Bénédicte Ariès a rappelé que revenir au pain traditionnel, c’est à dire au blé de l’agriculture intensive, particulièrement pauvre en nutriments, pour le goûter et le repas et ce afin d’ajouter un troisième élément au goûter, est une mesure qui va à contre-courant des recommandations sanitaires de diminution des sucres rapides dans l’alimentation.

On ne doit pas accepter une baisse de la qualité nutritionnelle des repas. Servir du pain bio (pas de pesticides, pas de fongicides), c’est être respectueux de la santé des enfants. Plus l’enfant est petit, plus la charge en toxicité de la chaîne alimentaire est importante. La preuve est faite. Le choix du pain biologique, surtout s’il est un peu bis, est donc approprié pour l’alimentation des écoliers mais aussi des personnes fragiles, tant les enfants des crèches que les personnes âgées qui bénéficient du portage des repas.

Virevolte sur la taxe d’électricité

Chaque année la Taxe sur la Consommation Finale d’Electricité (TCFE) peut être ajustée en fonction de l’évolution de l’indice moyen des prix à la consommation. Cette mesure est rendue possible par la loi de 2010 portant sur une nouvelle organisation du marché de l’électricité (NOME). Les fonds collectés contribuent à l‘enfouissement des réseaux dans chaque commune. Au début, les villes avaient la possibilité d’appliquer par délibération aux tarifs un coefficient multiplicateur compris entre 4 et 8.

Pour Pontoise, la taxe de consommation des particuliers s’élève aujourd’hui 6,21 centimes d’euros par mégawatheure avec un coefficient multiplicateur de 8,28 voté en septembre 2012, pour un an.
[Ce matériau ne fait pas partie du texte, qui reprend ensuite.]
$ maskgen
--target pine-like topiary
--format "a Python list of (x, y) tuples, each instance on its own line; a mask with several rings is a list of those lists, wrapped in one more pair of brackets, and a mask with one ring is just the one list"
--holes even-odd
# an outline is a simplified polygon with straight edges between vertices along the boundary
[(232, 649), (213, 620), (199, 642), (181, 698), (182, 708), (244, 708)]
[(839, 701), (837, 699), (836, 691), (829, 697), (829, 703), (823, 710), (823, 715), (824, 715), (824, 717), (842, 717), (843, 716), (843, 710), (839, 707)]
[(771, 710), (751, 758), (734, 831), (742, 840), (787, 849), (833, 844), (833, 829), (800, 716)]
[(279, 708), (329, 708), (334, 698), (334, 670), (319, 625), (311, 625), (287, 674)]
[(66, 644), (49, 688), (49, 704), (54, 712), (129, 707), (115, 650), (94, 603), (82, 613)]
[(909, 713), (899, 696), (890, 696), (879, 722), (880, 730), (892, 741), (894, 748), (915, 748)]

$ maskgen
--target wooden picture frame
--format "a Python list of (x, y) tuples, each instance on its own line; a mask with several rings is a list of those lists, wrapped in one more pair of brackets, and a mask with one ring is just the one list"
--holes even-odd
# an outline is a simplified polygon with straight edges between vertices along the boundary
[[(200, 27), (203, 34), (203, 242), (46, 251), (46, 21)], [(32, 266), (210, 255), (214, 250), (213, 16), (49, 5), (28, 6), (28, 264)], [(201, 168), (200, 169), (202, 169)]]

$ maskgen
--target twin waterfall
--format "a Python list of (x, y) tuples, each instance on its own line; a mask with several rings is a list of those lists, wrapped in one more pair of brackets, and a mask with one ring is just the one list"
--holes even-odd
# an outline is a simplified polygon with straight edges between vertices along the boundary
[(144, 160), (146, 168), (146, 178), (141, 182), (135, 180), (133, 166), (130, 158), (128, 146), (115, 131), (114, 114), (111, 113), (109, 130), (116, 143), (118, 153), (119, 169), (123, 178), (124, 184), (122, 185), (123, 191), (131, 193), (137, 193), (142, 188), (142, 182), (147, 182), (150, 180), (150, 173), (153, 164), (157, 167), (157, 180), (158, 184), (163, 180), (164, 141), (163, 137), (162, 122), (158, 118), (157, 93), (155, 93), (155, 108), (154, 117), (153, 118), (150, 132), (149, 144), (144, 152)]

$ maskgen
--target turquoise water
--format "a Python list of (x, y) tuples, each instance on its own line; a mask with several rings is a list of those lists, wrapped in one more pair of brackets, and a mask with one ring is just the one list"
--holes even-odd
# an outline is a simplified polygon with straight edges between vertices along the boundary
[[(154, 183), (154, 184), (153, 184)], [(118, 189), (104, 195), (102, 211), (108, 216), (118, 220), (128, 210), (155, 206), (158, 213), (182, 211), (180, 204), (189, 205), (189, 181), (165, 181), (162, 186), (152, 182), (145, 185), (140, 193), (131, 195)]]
Celle-ci a alimenté le budget de 450 000€. Nous nous étions alors abstenus de voter. En 2013, la limite supérieure autorisée est l’application d’un coefficient de 8,44. Et la majorité s’empressait d’appliquer ce taux plafond.

Patrick Madelin s’est interrogé sur le bien fondé de l’application du taux plafond compte-tenu des charges croissantes que représente l’électricité dans le budget des ménages. Par ailleurs, compte-tenu du fait que cette taxe contribue à l’enfouissement des réseaux, il a demandé quelles étaient les actions et les priorités de la ville dans l’utilisation de cette ressource.

Au lieu de répondre à ces questions, le Maire a décidé à brûle pourpoint de retirer cette délibération du Conseil et d’en rester au taux pratiqué depuis 2012. Coup double : il ne veut pas se trouver accusé d’augmenter les impôts et il échappe à une explication sur la question de l’enfouissement des réseaux.